La question a été fréquemment posée dernièrement dans le débat public et le Baromètre lui apporte un nouvel éclairage.

  • Les 18-24 ans y apparaissent comme plus régulièrement en contact avec la science que leurs aînés, que ce soit pour la fréquentation des lieux et musées de science (78% contre 58%), l’information régulière sur les sujets scientifiques (74% contre 55%) ou la pratique d’activités scientifiques (61% contre 38%).
     
  • Autre différence générationnelle, les canaux d’information : pour accéder à l’actualité, c’est l’entourage (69 %), Internet (67%) et les réseaux sociaux (54%) qui s’imposent, loin devant les “vieux” médias (le premier d’entre eux, la télévision, pour 33% seulement).  Ils ne font pas confiance non plus aux mêmes médias, accordant plus de crédibilité que leurs aînés aux réseaux sociaux (42% contre 29%) mais moins à la télévision (25% contre 37%).
     
  • L’importance de la crise climatique à leurs yeux ressort également de l’étude. Ils sont plutôt plus nombreux que la moyenne des Français à affirmer que le réchauffement climatique fait consensus chez les scientifiques (65% contre 63%), et que le CO22 produit par les activités humaines en est la principale cause (67% contre 63%). Différence - sensible - également sur la perception du rôle de l’abandon des énergies fossiles pour réduire notre impact environnemental (64% contre 57%). La confiance est en outre plus forte dans cette tranche d’âge envers les centres et musées de science (51% contre 35%%), les climatologues (48% contre 42%), les ONG (46% contre 28%), les youtubeurs scientifiques (38% contre 13%) … et même les représentants politiques, même s’ils restent tout en bas du classement (25% contre 10%).
     
  • Pour autant, quelques discordances ressortent également. Les 18-24 ans sont plus nombreux que les autres Français à douter du réchauffement climatique au regard de la vague de froid aux États-Unis (37% contre 22%), de même, plus généralement, qu’ils partagent moins l’idée qu’une affirmation a plus de valeur si elle a été validée scientifiquement (70% contre 77%) ou celle selon laquelle la science doit douter de tout ce qui n’a pas été prouvé (68% contre 81%). Enfin, plus d’un jeune sur deux ne se définit pas comme ayant l’esprit critique, et 57% d’entre eux préfèrent parler avec des personnes qui partagent leur opinion (contre 42% pour l’ensemble des sondés).

 

France, Royaume Uni : pas de Brexit culturel sur la science et l’esprit critique

► Pour cette deuxième édition et dans une perspective d’européanisation, le Baromètre a également interrogé les citoyens britanniques.

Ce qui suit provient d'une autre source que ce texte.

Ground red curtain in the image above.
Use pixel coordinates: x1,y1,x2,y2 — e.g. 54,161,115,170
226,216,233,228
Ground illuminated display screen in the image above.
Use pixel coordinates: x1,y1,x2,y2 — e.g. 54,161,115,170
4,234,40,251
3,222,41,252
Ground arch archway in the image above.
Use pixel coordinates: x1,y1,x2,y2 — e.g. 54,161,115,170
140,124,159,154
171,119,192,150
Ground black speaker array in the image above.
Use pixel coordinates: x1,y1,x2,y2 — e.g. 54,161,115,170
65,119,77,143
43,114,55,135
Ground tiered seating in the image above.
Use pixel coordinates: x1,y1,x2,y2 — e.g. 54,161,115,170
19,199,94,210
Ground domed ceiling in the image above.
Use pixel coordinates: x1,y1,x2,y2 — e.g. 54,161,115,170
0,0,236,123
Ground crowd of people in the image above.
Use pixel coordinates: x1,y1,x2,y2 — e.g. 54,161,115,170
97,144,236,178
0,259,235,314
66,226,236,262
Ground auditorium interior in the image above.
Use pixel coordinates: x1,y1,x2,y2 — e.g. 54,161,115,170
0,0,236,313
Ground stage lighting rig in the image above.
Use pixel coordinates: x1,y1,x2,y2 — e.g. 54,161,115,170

  • Ce sont d’abord les proximités entre les deux populations qui ressortent : même niveau d’intérêt pour la science, même (bon) souvenir des sciences à l’école, même fréquence d’information sur la science ou de visite de lieux scientifiques...
     
  • Quelques différences remontent malgré tout, par exemple sur l’usage d’Internet pour s’informer ou sur la conviction que l’abandon des énergies fossiles permettra de réduire notre impact environnemental (deux items plus prégnants au Royaume Uni). L’extension ultérieure du Baromètre à d’autres pays voisins permettra de vérifier s’il y a bien une forme de “conscience européenne” sur ces questions.